Welche Auswirkungen hat Covid-19 auf das Steuerrecht?

Die Corona-Pandemie wird voraussichtlich ganz erhebliche Folgen für die Unternehmen in Deutschland haben. Um die Liquidität der Unternehmen zu schonen, hat die Bundesregierung daher zahlreiche steuerliche Erleichterungen beschlossen:

Beispielsweise können Unternehmen, die die im Jahr 2020 fällig werdenden Steuerverbindlichkeiten nicht bedienen können, einen Antrag auf Stundung der Steuerverbindlichkeiten stellen. Dieser Antrag kann bis zum 31.12.2020 beim jeweils zuständigen Finanzamt gestellt werden.
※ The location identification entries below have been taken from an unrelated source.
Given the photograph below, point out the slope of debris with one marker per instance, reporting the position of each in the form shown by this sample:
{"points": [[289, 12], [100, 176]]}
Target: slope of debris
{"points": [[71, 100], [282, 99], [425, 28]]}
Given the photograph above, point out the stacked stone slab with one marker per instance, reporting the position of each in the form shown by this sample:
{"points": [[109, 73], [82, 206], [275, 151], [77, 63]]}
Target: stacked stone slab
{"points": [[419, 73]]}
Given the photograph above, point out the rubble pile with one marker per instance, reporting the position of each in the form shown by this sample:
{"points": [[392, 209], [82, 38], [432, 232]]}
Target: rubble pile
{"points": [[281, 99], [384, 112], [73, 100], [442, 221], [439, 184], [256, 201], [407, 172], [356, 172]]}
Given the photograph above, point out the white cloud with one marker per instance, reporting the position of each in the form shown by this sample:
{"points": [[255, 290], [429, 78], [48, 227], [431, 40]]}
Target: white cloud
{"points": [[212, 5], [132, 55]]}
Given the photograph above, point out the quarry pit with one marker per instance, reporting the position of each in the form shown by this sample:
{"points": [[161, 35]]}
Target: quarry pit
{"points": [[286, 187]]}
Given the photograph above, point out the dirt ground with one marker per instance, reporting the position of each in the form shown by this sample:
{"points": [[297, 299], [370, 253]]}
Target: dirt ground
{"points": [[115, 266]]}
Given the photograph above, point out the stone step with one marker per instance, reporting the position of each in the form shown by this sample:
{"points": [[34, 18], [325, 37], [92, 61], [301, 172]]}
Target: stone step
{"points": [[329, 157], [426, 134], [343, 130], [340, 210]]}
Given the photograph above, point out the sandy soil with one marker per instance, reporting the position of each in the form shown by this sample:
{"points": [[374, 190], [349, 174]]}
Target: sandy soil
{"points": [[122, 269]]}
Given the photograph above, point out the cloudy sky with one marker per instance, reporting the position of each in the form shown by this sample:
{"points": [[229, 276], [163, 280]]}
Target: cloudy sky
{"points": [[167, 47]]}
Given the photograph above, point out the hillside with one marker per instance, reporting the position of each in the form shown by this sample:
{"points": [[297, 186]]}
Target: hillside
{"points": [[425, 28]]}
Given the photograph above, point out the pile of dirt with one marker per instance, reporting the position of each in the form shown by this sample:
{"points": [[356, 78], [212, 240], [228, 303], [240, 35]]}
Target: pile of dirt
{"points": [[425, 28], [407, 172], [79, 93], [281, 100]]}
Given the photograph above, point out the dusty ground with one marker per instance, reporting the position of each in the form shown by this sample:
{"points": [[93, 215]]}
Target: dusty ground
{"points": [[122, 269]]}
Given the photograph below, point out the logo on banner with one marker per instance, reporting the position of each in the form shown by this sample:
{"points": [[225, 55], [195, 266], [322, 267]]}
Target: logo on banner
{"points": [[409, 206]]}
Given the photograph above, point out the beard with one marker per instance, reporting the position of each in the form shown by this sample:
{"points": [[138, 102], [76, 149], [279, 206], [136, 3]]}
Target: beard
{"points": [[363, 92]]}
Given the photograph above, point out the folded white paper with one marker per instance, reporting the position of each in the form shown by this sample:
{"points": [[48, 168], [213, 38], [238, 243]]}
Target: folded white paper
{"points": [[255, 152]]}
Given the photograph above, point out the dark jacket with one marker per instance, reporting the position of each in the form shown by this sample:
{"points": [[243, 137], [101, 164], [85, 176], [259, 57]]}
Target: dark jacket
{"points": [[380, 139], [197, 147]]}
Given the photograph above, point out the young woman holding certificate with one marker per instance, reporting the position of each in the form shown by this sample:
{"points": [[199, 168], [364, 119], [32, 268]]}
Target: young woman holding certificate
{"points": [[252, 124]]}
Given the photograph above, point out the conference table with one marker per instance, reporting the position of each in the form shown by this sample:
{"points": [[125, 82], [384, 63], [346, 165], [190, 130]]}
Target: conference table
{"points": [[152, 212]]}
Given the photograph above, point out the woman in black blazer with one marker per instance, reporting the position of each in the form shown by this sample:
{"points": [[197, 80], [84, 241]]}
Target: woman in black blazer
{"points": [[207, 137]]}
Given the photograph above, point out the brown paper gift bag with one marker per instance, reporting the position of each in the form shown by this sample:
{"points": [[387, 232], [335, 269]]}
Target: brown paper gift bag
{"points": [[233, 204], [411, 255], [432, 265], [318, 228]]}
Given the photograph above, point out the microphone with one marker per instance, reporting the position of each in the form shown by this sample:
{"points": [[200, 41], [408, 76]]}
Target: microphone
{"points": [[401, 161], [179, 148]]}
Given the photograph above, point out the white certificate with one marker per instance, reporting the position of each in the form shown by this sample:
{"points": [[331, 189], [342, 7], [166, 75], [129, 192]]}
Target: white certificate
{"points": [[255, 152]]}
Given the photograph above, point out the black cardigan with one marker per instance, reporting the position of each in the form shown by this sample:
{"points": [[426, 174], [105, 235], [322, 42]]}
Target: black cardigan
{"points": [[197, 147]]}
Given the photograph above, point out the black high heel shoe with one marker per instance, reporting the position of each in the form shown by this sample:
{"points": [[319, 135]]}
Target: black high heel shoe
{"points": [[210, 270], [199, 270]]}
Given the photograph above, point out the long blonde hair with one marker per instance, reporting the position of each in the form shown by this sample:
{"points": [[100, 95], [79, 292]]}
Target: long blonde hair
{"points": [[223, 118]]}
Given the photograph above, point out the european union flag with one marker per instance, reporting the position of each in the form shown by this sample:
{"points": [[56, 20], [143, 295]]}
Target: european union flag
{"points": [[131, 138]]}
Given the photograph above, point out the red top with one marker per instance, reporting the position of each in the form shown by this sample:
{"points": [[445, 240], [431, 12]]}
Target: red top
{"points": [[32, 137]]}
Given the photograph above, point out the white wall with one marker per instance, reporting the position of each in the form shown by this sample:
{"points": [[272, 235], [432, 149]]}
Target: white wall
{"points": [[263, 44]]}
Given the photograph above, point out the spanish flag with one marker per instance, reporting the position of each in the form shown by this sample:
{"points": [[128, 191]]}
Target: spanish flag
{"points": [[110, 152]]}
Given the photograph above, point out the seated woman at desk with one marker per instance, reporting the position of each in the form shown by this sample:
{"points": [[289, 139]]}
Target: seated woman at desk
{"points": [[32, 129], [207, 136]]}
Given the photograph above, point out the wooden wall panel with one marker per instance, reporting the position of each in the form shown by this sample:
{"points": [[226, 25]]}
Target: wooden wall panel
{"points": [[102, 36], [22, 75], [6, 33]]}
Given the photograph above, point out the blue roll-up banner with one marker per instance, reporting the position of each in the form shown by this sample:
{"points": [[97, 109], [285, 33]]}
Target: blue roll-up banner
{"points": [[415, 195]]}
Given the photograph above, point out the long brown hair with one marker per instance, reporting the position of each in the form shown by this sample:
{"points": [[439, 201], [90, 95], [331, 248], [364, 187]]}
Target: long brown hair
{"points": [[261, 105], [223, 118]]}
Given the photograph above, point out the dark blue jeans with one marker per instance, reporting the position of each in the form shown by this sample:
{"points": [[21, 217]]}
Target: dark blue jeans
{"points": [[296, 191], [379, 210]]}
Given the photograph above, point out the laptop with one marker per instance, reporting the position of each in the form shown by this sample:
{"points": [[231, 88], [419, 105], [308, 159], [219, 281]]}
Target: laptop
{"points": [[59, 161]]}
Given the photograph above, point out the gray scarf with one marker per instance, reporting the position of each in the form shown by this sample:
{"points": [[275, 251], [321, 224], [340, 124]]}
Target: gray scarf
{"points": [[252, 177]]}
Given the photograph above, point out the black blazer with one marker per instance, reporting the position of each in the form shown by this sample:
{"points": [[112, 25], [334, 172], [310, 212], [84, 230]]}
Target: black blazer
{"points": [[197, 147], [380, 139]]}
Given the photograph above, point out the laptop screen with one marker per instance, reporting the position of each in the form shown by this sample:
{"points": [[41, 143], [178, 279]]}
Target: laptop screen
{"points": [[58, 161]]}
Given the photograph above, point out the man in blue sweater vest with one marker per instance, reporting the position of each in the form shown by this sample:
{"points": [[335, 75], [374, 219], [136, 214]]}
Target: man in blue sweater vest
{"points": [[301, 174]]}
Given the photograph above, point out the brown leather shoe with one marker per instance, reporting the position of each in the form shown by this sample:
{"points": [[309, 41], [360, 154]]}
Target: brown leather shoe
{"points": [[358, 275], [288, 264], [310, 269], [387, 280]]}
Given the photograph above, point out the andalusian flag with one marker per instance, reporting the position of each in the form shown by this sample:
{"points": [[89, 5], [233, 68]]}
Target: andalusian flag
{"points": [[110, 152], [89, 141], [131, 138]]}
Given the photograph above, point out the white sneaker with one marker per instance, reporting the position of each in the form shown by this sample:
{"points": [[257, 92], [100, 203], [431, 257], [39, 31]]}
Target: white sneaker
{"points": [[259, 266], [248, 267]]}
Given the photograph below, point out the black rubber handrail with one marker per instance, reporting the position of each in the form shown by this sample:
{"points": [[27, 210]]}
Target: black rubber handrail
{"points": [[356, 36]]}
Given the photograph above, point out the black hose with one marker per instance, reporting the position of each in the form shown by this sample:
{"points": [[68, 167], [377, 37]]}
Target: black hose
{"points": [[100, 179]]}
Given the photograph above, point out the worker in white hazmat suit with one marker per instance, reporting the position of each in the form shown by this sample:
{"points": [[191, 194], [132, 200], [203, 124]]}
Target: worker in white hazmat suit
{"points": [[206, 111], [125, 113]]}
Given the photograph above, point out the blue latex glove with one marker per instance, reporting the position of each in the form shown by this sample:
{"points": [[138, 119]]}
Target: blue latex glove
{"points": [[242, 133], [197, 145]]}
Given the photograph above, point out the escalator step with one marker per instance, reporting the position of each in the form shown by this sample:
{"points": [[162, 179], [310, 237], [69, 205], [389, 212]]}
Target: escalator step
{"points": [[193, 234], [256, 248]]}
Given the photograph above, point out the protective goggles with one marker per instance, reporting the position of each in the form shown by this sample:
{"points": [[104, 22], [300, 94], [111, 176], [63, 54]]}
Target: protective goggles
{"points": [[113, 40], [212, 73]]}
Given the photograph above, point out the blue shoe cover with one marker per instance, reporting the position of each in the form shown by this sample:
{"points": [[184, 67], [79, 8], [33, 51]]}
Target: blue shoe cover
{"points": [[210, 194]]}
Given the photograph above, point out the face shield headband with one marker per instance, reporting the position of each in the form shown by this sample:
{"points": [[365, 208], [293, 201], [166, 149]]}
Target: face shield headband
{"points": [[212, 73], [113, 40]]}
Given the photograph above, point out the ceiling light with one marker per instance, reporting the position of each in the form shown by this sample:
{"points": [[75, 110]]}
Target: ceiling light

Die Finanzämter sind angehalten, die entsprechende Stundung – zinsfrei – zu gewähren und keine hohen Anforderungen an die Bewilligung zu stellen. Das jeweils betroffene Unternehmen muss lediglich darlegen, dass es unmittelbar von der Corona-Pandemie betroffen ist. Nicht erforderlich ist, dass das Unternehmen jeweils auch darlegt, welche wirtschaftlichen Nachteile aufgrund der Corona-Pandemie entstanden sind. Vorstehendes gilt für die Einkommen-, Körperschaft- und Umsatzsteuer.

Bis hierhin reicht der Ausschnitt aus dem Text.